Anyone have a remedy for a Sig 230 with original magazines not wanting to be removed?
I have two from Sig and have identical problem on both? 
Can magazine be sanded?
Would Replacing detente spring with weaker one help?
Suggestions welcome


----------



## rex (Jan 27, 2012)

Are these the originals or spares?I had blue and stainless and they interchanged fine.

What exactly is it doing?By design,the mag release keeps pressure on the back of the mag so you have to pull it out.If it's actually catching it isn't right.


----------



## goldengun (Mar 5, 2012)

They are the originals, 
Someone told me to lube the magazine with a high-grade silicon oil on all for sides let it sit for 1 hour and reapply the oil again. I tried it and it did help a lot.
I will reapply again and see what happens. 

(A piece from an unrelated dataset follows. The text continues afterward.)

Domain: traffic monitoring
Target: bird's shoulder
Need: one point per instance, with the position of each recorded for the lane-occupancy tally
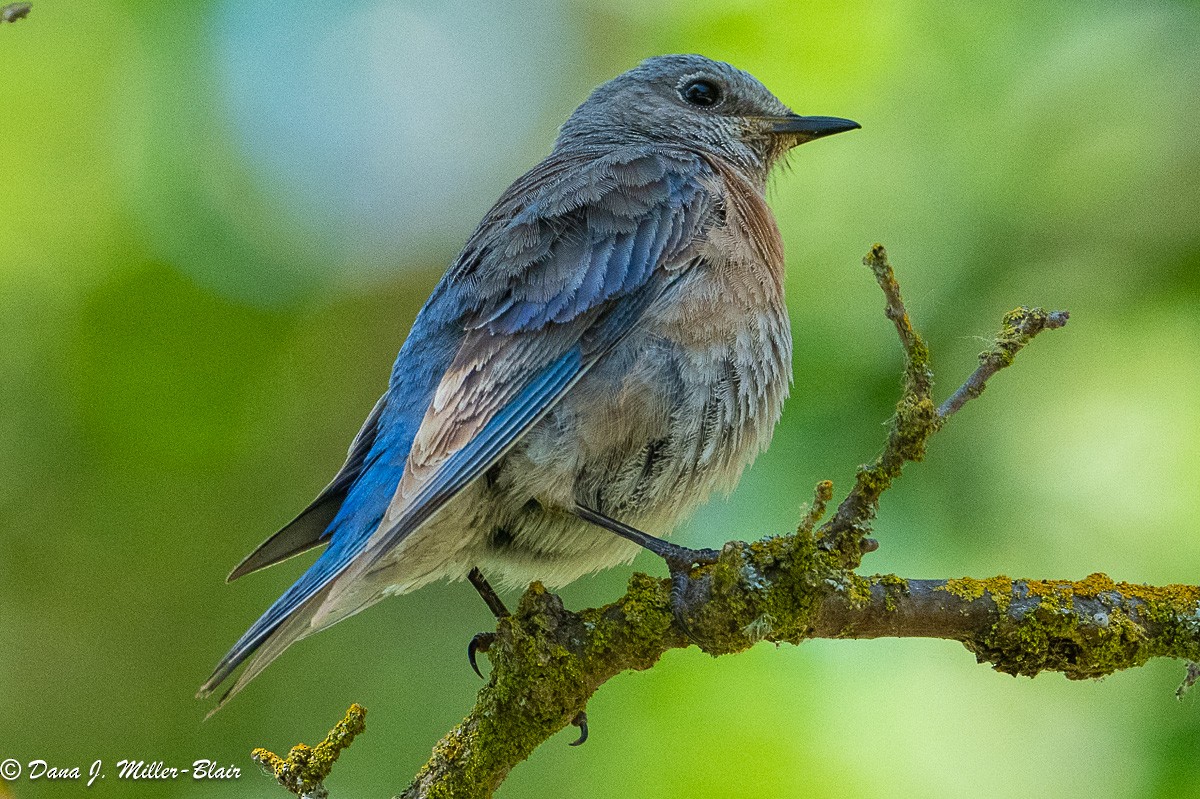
(581, 228)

Thanks for your suggestions


----------



## rex (Jan 27, 2012)

Just be sure you don't get any on the follower and feed lips,it could cause inertia feed problems.Also be carefull you don't transfer any lube to the ammo while loading for the same reason,but I don't know if it could affect anything as far as what would normally be called early unlocking since this is a blowback operated design,but you want the case to be dry to expand and grab the chamber walls as intended.I could see a slippery case starting to extract sooner compared to a dry one stalling the process a split second,but I don't know if it matters.I always accepted the downfall of a heel mag release and lived with it.


----------